Israel não está entre os países que mais consomem sorvete no mundo. Segundo a Associação Internacional de Produtos Lácteos (IDF, sigla em inglês), a lista é encabeçada pela Nova Zelândia, Estados Unidos, Suíça e Suécia. Na região da Ásia-Pacífico, o rei do mercado é a China, segundo a Mordor Intelligence, que também reconhece a Unilever como marca líder na região.

Mas o que torna o país do Oriente Médio o centro de uma disputa judicial entre a multinacional anglo-holandesa e a Ben & Jerry's, sua subsidiária norte-americana, adquirida em 2000 por 326 milhões de dólares, além de ter realizado um feito inusitado?

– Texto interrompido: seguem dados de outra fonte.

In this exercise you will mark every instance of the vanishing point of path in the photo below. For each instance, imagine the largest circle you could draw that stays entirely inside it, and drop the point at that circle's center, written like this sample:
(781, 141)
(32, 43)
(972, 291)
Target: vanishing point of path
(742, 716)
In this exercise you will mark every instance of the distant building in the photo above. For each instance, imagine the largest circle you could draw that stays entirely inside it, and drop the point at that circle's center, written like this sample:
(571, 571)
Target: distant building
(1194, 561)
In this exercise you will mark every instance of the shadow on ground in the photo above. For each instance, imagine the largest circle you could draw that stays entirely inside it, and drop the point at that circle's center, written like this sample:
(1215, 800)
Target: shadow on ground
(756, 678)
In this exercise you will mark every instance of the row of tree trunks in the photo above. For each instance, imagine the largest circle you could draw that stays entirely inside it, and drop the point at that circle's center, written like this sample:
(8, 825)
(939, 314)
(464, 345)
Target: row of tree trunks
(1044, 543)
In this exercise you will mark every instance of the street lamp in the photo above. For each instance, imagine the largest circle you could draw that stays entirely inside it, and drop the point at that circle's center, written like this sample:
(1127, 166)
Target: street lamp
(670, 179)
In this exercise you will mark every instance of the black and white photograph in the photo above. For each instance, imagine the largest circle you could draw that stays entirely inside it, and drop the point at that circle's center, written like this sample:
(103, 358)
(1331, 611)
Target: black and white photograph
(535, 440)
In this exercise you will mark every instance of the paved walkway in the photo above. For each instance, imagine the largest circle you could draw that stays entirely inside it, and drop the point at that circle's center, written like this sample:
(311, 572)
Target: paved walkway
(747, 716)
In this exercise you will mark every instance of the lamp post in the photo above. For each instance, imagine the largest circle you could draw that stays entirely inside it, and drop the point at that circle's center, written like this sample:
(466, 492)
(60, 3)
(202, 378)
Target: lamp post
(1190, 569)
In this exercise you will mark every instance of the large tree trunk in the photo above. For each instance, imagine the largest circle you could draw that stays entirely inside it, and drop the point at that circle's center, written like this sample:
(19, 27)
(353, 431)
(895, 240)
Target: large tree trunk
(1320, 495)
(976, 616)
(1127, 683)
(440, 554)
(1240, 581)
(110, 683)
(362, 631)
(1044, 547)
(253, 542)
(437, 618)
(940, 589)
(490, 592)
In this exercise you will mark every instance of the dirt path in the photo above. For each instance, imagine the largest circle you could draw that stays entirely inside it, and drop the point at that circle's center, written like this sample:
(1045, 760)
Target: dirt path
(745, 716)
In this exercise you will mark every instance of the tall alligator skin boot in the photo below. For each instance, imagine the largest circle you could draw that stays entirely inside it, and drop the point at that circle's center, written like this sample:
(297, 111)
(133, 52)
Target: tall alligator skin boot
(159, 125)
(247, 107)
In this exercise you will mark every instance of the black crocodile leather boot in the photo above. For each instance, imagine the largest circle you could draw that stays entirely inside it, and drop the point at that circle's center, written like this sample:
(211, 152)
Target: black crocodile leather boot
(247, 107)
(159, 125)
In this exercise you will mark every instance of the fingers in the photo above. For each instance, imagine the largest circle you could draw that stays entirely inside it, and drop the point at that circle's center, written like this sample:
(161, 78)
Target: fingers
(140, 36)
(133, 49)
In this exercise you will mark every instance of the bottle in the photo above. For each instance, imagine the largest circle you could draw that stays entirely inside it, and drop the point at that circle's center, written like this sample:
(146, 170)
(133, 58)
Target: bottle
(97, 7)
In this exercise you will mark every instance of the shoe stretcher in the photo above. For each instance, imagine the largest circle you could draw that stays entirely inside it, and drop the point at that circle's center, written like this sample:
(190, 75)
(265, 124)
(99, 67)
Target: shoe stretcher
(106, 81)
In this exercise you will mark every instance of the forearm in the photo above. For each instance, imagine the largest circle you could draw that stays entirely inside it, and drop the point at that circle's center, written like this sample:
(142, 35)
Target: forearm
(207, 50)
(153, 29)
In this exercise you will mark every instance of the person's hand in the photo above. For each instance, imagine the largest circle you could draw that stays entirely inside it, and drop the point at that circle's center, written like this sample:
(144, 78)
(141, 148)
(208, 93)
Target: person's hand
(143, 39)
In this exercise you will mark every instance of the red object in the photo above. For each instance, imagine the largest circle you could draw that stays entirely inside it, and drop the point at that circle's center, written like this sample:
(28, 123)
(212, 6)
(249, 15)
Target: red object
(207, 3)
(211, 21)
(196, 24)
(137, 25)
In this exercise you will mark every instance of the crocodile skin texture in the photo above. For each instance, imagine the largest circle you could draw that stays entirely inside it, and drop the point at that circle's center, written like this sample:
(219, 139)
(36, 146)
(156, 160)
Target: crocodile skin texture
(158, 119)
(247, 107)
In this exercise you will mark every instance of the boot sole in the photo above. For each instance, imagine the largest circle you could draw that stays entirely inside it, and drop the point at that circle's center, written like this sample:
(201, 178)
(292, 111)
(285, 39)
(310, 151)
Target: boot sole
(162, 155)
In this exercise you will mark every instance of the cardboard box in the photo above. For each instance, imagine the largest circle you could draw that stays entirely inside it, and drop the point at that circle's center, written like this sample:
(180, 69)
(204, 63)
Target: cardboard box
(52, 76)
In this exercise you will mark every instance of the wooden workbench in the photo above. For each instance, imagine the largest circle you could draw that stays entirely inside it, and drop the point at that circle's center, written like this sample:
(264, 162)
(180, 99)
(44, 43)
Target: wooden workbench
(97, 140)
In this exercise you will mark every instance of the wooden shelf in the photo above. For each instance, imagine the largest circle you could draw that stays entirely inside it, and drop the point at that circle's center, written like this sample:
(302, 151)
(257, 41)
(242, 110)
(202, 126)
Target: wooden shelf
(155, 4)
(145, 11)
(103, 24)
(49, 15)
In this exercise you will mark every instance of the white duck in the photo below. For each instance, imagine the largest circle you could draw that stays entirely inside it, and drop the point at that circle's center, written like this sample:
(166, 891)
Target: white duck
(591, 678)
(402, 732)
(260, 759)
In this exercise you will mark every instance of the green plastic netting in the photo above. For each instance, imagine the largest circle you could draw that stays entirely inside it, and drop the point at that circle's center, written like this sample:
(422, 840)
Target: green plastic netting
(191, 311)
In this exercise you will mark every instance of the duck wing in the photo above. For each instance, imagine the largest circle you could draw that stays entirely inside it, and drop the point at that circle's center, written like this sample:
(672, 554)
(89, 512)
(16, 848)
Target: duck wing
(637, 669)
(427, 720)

Desde a sua fundação, em 1978, pelos norte-americanos de ascendência judaica Bennet Cohen e Jerry Greenfield, a Ben & Jerry's tem se caracterizado por exercer o ativismo de marca, embora isso lhe tenha custado duras críticas. Assim foi contra a ocupação de territórios por Israel na Cisjordânia e em julho de 2021 anunciou sua decisão de não renovar a licença da Avi Zinger, empresa israelense encarregada de distribuir e comercializar sorvetes sob a modalidade de franquia. A determinação levou alguns investidores da Unilever a vender ações e títulos da empresa.
Então, Cohen e Greenfield, também ativistas e filantropos, publicaram um anúncio sob o título “Nós somos Ben e Jerry, homens de sorvete, homens de princípios” no The New York Times, para deixar claro seu direito de questionar as políticas do Estado de Israel.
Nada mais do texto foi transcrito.